After drilling through some old bird bones, palaeogeneticists in Copenhagen and Australia have discovered DNA can hardly survive 1,000 years, let alone make it through the millions of years that separate us from our reptilian overlords.
Led by Morten Allentoft at the University of Copenhagen and Michael Bunce at Murdoch University in Perth, Australia, a group of palaeogeneticists studied many bones from a Moa bird fossil to understand just how feasible it is to clone a Raptor these days.
Weve been permanently plagued by this Jurassic Park myth thats been kicking around since the early nineties, Bunce told the Sydney Morning Herald, reports the Telegraph. The myth is still out there. Even other scientists ask whether it is possible.
Each of the 158 Moa bones were gathered relatively close to one another in New Zealand, (about 3 miles or so apart) were preserved in near identical environments, and are estimated by the team to be anywhere between 600 and 8,000 years old.
After drilling into the core of these bones and examining them, the researchers estimated that DNA actually has a half-life of about 521 years. This means that after an estimated span of 521 years, half of the nucleotides in the samples backbone break. In another 521 years, half of the remaining nucleotides also break, and so on.
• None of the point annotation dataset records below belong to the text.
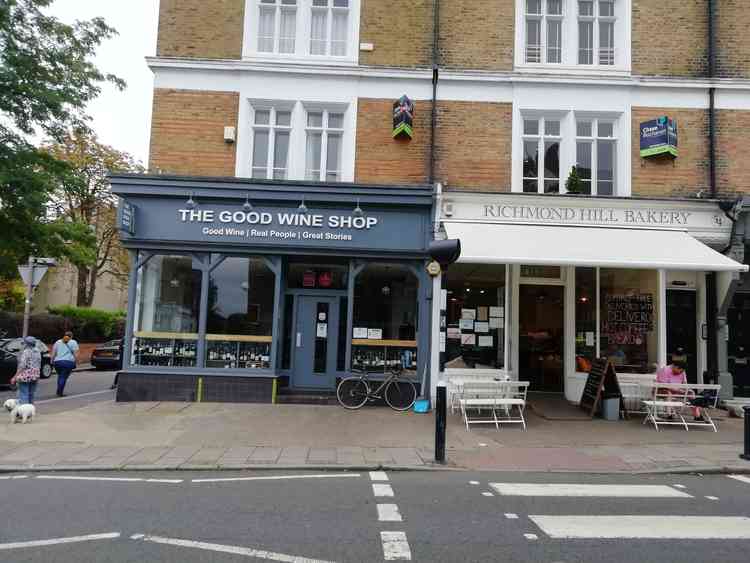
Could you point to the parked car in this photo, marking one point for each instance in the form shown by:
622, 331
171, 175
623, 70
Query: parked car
107, 355
10, 349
Even though half of the nucleotides are destroyed after just 521 years, the research team suggests that, under the best conditions, every strand in that DNA would be destroyed after, at most, 6.8 million years. Further crushing Crichton fans, these researchers also suggest that while this DNA could technically exist for upwards of 6 million years, it becomes mostly useless after only 1.5 million years. After the first millennia (1,000 years), the strands of DNA become far too short to read.
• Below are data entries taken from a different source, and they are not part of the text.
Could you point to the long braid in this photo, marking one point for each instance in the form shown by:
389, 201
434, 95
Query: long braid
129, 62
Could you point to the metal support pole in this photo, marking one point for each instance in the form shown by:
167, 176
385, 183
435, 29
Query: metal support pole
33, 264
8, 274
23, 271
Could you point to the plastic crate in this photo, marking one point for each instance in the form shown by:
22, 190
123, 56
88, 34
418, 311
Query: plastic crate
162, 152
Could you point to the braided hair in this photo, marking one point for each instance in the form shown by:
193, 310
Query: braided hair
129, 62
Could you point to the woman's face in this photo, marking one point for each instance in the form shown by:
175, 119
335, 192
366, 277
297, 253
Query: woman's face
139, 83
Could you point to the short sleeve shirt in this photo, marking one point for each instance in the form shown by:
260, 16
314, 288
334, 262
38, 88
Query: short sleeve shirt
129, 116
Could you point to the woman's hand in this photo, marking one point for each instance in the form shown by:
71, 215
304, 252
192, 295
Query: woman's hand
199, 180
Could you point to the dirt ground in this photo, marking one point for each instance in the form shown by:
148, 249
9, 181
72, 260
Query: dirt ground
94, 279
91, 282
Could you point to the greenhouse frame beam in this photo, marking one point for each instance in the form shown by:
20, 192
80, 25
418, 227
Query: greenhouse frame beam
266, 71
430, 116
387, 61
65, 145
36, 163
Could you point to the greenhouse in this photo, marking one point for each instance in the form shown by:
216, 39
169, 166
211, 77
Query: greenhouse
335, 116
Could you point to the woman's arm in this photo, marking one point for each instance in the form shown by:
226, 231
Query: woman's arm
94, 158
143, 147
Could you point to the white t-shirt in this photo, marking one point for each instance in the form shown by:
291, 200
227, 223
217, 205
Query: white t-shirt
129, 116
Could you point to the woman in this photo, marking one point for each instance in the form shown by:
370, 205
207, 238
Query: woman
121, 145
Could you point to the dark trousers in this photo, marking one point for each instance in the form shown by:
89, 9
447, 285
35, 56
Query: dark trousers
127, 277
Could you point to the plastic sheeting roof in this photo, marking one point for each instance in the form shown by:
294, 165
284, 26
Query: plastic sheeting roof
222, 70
There are many variables to be considered, of course. As soon as a creature, say, a terrifying pterodactyl, passes on, everything in its body begins to die and decay. As cells die, enzymes begin to eat away at the nucleotide backbone of DNA as other micro-organisms speed the process along. Once only bone is left, groundwater becomes the worst enemy of any existing DNA, and though it can be a stubborn contender, DNA, just like the walls of the Grand Canyon, will eventually lose its fight with water. The speed at which groundwater destroys this DNA depends on variables such as temperatures, microbial attacks and oxygen, according to the team of palaeogeneticists.
Therefore, even under the best conditions, Dino DNA simply hasnt been able to stand the test of time.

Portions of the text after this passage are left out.